A Sun Belt tipping point?

That said, all of these new Arizonans and Texans might leave if their cities continue heating and also escape the realm of affordability. There’s already an exodus afoot from Miami, for instance. The conservative governors of some Sun Belt states likely don’t appeal to the creative, liberal types who are drawn to cities. “Let’s you’re a gay designer who moved to Miami. Now you look up and you see Ron DeSantis,” Richard Florida says. “And you go, What the fuck am I doing here?

[Read: Summer in the South is becoming unbearable]

Florida thinks the next great migration, for both climate and affordability reasons, will be north. Midwestern towns that can offer good amenities without scorching summers, such as Madison or Pittsburgh, are poised to offer a Sun Belt alternative. The Midwest currently has the most worker-relocation incentive programs, which pay remote workers to move to an underpopulated city. (Indiana alone has 16.) Or people might migrate to slightly cooler parts of warm states, choosing Flagstaff over Phoenix. (This is already happening, to some extent.)

For now, though, climatologists’ dire predictions don’t seem to be fazing people. Sure, Texans would prefer for it to be cooler, but the heat is apparently just this side of tolerable. Many residents of Phoenix and Dallas spend their summer days rotating between air-conditioned houses, air-conditioned cars, and air-conditioned offices, minimizing the felt impact of the triple-digit heat. “The fact that people are moving more into climate-risky places, and away from lower-risk places, suggests either that climate risk isn’t a primary factor that’s driving this, or that something else, like the cost of housing, is weighing out more than the climate risks,” Schuetz says. Knowledge of flood risk can nudge people toward lower-risk homes, according to a study by Redfin, but it’s unclear if this is true for more widespread climate risks, like heat.
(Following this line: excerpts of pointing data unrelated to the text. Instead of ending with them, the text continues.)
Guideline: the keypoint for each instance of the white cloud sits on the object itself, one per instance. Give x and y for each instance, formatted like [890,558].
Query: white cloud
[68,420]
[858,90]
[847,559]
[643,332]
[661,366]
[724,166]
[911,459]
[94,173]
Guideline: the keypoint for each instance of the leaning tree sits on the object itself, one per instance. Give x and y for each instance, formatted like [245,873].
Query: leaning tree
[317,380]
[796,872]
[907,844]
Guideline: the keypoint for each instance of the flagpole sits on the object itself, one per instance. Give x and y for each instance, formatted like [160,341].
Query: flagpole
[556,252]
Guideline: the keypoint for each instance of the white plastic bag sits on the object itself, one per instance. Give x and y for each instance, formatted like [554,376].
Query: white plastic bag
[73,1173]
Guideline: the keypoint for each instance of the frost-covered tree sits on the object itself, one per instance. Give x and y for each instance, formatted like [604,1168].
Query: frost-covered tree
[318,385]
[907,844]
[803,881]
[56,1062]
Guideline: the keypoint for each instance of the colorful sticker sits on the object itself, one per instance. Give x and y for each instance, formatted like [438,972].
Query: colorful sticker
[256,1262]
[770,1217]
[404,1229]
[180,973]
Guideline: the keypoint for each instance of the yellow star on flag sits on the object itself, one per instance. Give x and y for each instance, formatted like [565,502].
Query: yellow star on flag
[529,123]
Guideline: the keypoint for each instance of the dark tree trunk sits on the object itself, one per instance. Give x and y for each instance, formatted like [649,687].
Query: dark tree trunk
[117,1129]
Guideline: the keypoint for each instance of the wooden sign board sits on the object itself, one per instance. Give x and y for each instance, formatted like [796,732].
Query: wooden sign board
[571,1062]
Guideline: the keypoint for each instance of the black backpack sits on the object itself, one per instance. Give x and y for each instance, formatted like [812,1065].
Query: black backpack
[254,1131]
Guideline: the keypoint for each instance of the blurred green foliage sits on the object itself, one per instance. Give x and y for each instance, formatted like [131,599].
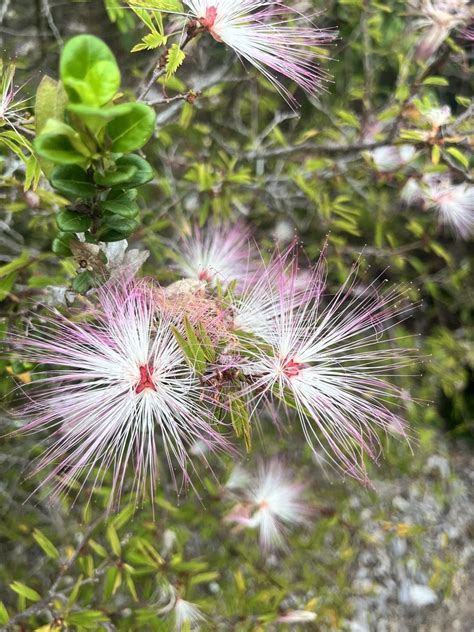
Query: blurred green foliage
[226,146]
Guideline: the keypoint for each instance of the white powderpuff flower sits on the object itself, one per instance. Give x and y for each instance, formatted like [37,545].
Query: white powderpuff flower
[117,391]
[184,614]
[330,363]
[297,616]
[239,479]
[272,502]
[455,205]
[216,253]
[187,616]
[390,158]
[437,19]
[438,116]
[273,37]
[259,302]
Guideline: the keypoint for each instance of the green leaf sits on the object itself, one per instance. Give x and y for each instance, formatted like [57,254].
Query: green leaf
[191,347]
[72,222]
[122,174]
[113,540]
[4,616]
[239,415]
[435,81]
[125,225]
[174,60]
[121,208]
[121,203]
[459,156]
[50,102]
[89,71]
[143,171]
[83,282]
[46,544]
[73,595]
[25,591]
[60,245]
[16,264]
[88,619]
[96,117]
[61,143]
[6,285]
[113,580]
[131,130]
[73,181]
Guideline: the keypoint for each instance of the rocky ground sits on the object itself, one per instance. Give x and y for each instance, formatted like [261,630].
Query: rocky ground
[423,579]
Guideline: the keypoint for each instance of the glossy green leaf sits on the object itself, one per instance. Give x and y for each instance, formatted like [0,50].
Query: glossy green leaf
[89,71]
[132,129]
[143,171]
[25,591]
[73,181]
[46,544]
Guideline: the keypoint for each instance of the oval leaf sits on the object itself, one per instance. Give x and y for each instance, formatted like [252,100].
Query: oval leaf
[89,71]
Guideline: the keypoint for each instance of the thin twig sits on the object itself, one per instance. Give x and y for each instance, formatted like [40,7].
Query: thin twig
[44,603]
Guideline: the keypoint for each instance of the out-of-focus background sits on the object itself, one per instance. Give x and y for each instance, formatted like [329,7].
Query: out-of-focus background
[393,558]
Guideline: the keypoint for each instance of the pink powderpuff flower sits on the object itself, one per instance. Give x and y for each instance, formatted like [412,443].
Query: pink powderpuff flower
[273,37]
[216,253]
[454,203]
[111,388]
[328,363]
[271,503]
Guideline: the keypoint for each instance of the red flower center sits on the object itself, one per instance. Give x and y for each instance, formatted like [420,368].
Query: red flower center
[292,368]
[208,21]
[204,276]
[146,379]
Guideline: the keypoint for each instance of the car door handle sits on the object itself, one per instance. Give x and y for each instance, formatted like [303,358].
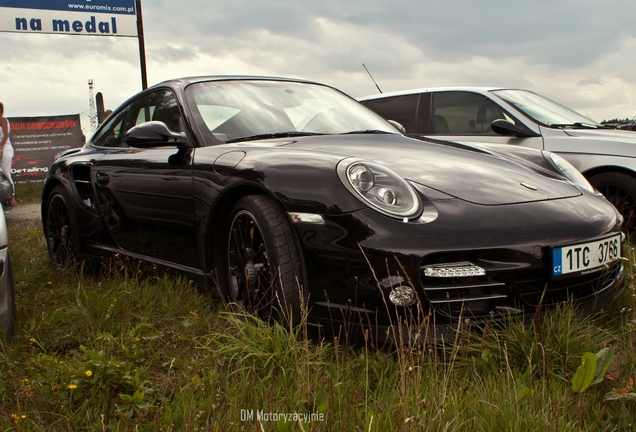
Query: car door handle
[102,179]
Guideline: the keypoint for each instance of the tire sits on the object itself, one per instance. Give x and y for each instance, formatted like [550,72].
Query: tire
[60,229]
[264,270]
[620,190]
[8,323]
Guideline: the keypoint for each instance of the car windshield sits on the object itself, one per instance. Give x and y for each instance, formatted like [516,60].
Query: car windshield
[258,109]
[545,111]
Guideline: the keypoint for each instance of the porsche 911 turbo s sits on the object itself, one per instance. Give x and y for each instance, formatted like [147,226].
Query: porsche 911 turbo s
[287,196]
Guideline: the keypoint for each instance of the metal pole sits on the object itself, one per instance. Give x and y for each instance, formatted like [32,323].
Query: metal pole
[142,48]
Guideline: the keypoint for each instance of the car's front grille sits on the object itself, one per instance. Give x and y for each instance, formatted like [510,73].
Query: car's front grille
[514,283]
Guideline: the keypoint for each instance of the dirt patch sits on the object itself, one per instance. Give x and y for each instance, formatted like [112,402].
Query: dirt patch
[23,212]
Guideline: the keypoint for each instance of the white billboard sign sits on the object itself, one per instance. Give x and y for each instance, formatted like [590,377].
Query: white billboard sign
[79,17]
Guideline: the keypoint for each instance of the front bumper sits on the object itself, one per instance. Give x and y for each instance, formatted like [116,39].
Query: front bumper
[356,261]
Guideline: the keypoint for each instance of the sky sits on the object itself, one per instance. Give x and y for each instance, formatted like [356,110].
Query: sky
[580,53]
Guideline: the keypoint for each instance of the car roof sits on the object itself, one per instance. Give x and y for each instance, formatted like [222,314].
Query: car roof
[478,89]
[185,81]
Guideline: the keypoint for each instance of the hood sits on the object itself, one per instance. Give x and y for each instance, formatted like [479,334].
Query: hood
[611,142]
[464,172]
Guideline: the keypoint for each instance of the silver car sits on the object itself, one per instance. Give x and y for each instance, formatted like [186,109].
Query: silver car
[7,287]
[606,156]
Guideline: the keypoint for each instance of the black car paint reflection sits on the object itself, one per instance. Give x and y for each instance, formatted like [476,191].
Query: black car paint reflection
[178,198]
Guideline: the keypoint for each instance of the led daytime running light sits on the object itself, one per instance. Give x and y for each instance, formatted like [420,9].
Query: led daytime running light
[454,270]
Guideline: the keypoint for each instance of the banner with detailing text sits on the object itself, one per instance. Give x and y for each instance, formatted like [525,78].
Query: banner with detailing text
[36,141]
[79,17]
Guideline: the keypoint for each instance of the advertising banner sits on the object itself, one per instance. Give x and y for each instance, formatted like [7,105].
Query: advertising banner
[80,17]
[36,141]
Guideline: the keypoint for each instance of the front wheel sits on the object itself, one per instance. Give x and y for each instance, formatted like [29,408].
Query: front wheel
[263,261]
[60,229]
[620,190]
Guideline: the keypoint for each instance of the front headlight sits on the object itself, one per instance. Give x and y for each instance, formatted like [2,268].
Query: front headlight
[568,170]
[379,188]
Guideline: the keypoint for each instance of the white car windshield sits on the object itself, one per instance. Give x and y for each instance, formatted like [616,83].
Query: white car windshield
[545,111]
[259,109]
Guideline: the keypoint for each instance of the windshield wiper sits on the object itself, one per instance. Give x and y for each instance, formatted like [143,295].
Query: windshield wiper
[366,131]
[576,125]
[272,135]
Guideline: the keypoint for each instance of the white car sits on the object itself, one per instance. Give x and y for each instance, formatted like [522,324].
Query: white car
[477,115]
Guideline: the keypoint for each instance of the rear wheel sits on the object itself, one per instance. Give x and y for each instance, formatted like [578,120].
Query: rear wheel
[60,229]
[620,190]
[263,261]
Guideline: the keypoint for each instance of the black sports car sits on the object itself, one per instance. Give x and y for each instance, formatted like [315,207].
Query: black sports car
[286,195]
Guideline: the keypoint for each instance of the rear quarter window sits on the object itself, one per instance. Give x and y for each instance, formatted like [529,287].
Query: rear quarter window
[402,109]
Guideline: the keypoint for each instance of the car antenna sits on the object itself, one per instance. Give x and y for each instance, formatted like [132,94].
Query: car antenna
[371,76]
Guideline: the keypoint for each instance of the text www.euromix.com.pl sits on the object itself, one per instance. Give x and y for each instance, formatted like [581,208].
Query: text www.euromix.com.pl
[101,8]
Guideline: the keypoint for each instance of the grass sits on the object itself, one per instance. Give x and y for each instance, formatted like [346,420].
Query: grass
[138,352]
[28,192]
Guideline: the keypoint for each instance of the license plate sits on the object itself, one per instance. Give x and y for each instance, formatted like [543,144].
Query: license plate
[585,257]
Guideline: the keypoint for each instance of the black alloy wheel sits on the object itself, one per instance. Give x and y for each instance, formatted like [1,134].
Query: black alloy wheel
[264,271]
[620,190]
[60,229]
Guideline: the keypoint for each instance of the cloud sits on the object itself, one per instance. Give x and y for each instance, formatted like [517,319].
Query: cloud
[576,52]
What’s the “safer” house if 100 percent of a county has a high heat risk?

It would be unfair to write off people moving to the Sun Belt as irrational or ignorant. We would all love a cheap house and a good job in a city that’s just warm enough. But life involves compromise. There aren’t enough houses in California. There aren’t enough jobs in Cleveland. Sometimes the best you can afford is Phoenix. “We can’t tell them not to move there,” Schuetz says, “unless we make it feasible for them to live in other places that are lower risk.”